Juntamente com André Lara Resende, Persio Arida foi autor do texto teórico que deu origem ao Real, o chamado “Plano Larida”. Foi nesse trabalho, publicado em 1984, que ambos pensaram a ideia de um plano capaz de romper a dinâmica de alta de preços criando um sistema de duas moedas: a antiga, inflacionada, e uma nova, que teria seu valor corrigido diariamente. No Plano Real, a moeda corrigida foi a URV, como uma unidade de valor que transplantaria a economia da moeda anterior para o real, a nova moeda que seria formalmente instituída em julho de 1994. Salários, benefícios previdenciários e contratos do setor público foram convertidos em URVs e, assim, tiveram seu valor protegido contra a inflação, enquanto os preços seguiram na moeda antiga. O ex-ministro da Fazenda Mario Henrique Simonsen definiria a URV como “o mais genial e criativo invento de nossa história econômica”.
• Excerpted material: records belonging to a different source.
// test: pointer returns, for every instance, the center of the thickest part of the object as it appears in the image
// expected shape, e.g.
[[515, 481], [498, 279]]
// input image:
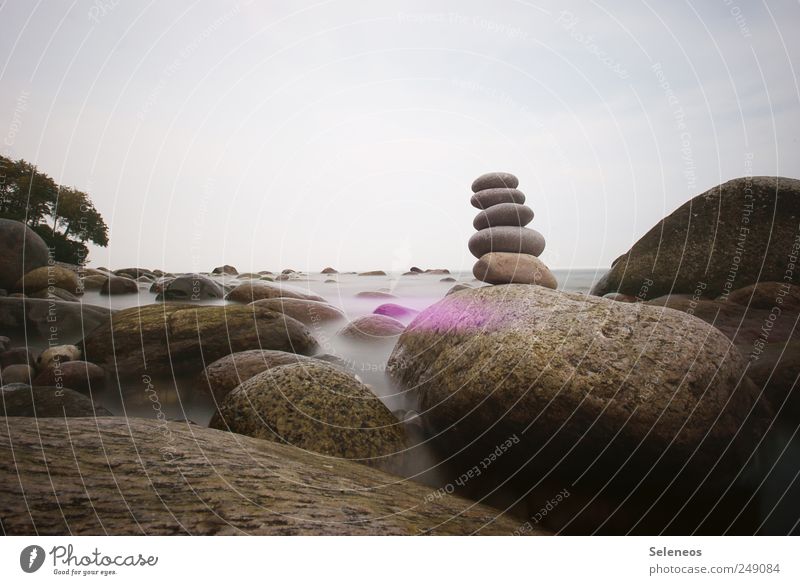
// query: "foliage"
[[63, 216]]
Mesmo genial e criativo, um invento não se sustenta no tempo sem condições políticas para tal, e sem lideranças capazes de apoiá-lo. Razões pelas quais a dinâmica democrática é tão fundamental, conforme sublinhou Arida. Como ele lembrou, a inflação foi de 12% a 200% ao ano durante a ditadura militar sem que houvesse nenhum plano de estabilização para controlá-la. Isso seria improvável em contextos democráticos, pois o controle da inflação tornou-se um sistema de pressão sobre os políticos. Ninguém quer ver repetir o flagelo que atormentou o País durante décadas, registrou picos de até 2.500% ao ano e puniu especialmente os mais pobres.
Lideranças lulopetistas de memória curta volta e meia tentam desacreditar essa conquista – não custa lembrar que, de olho nas eleições, apenas Lula e o PT foram contra o Plano Real. Mas são rejeitados por uma premissa essencial do nosso tempo: não se trata mais de uma escolha, e sim de uma imposição do Brasil democrático.